Today’s Update on the Pet Food Recall—5/9/2007

Flour, not gluten. The USDA and FDA have announced that the adulterated Chinese product sold here and used to make pet foods and also used in the feeds of hogs and chickens was flour adulterated with melamine and sold as wheat gluten:

The first is related to a misrepresentation of the wheat gluten and the concentrated rice protein. I want to preface it by saying as you are all aware we have been following wheat gluten and rice protein concentrate from two sources in China, and have undertaken a number of tests with those related to the detection of melamine and melamine-related compounds. As part of our strategy just to ensure that we are following this in all possible directions, a portion of both the wheat gluten and the rice protein concentrate that was already a concern because of melamine has been further analyzed by our forensic chemistry center. And we have discovered that these products, labeled wheat gluten and rice protein concentrate, are we believe mislabeled, and that they actually contain wheat flour that is contaminated with the melamine and melamine-related compounds.

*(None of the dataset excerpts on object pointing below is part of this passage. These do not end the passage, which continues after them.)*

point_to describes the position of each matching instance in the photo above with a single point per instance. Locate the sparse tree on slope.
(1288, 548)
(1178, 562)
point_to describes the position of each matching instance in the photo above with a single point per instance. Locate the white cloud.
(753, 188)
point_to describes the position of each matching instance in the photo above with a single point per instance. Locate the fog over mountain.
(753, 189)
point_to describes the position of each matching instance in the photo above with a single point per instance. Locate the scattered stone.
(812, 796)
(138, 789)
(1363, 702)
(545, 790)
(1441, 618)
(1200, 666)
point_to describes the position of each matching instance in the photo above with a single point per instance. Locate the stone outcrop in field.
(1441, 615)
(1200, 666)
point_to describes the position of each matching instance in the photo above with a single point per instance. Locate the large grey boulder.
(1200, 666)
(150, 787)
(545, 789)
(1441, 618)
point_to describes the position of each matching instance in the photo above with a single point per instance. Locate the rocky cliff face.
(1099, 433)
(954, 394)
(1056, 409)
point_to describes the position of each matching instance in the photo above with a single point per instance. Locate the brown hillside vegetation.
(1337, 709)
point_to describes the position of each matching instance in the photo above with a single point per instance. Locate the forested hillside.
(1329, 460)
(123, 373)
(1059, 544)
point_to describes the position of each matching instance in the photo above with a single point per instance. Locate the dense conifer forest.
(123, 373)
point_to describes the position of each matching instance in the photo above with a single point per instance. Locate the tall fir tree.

Pigs, chickens, now fish. Fish meal contaminated with the Chinese “wheat gluten” has apparently been fed to farm-raised fish:

WASHINGTON — Farmed fish have been fed meal spiked with the same chemical that has been linked to the pet food recall, but the contamination was probably too low to harm anyone who ate the fish, federal officials said Tuesday. Some of the contaminated feed was tracked to six Washington state hatcheries, and was immediately pulled from use.

The Canadian-made meal included what was purported to be wheat gluten, a protein source, imported from China. However, the material was actually wheat flour spiked by the chemical melamine and related, nitrogen-rich compounds to make it appear more protein rich than it was, officials said.

After pigs and chickens, the farmed fish mark the third food animal given contaminated feed. The level of contamination is expected to be too low to pose any danger to human health, said Dr. David Acheson, the FDA’s assistant commissioner for food protection.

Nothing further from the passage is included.